Honey I’m Home
An exhibition about modern “homeliness”…
In an age where everything seems possible, and global information is available to everyone, many people feel detached and stressed. There is a growing demand for products, experiences and surroundings, that foster intimacy, wellbeing, calm, relaxation and reflection.
The distinctions between private life and work life are blurring, we display our homes in reality shows and all the world’s problems are pouring into our homes through TV and the internet.
Newly graduated design students collaborated with the Danish Center for Design Research creating new designs for the home.
Louise Campbell collaborated with Stelton designing boxes for storing and transporting papers etc. between the workplace and home.
Don’t judge a car by its cover – dog & hair-drier.
The sense of homeliness does not necessarily relate to the home, it can arise in relations to people, animals, materials…and cars!
Skibsted Ideation presents the Volkswagen Polo, in plush upholstery, with accessories for man’s best friend – the dog.
How do you create a sense of homeliness in new urban developments?
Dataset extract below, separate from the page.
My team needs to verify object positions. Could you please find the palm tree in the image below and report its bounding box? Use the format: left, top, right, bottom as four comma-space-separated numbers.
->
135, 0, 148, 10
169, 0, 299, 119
Mutopia architects worked with local residents, on a project called “user-controlled temporary urban spaces,” developing design solutions for Mikado Square in Ørestaden.
The need for “homeliness” may look like a fad, but the nostalgia for the past is also about reconciling the two conflicting needs that drive modern man; the need for mobility – physical, mental, career-related – and the need for feeling anchored and attached.
The concept of “homeliness” stems from Sigmund Freud (1856-1939), the founder of psychoanalysis. Freud was interested in the dual nature of “heimlichkeit”, which means both homeliness and secret. According to Freud, the notion of the home as a blissful, original state contained its own opposite, created by bourgeois repression and secrecy, the unhomely and scary home, a “coffin” where the family was buried alive. The reason for the great current popularity of the home is that the “closed coffin” has sprung wide open; there is no escape from the world inside the home!
The Danish Design Centre is designed by Henning Larsen.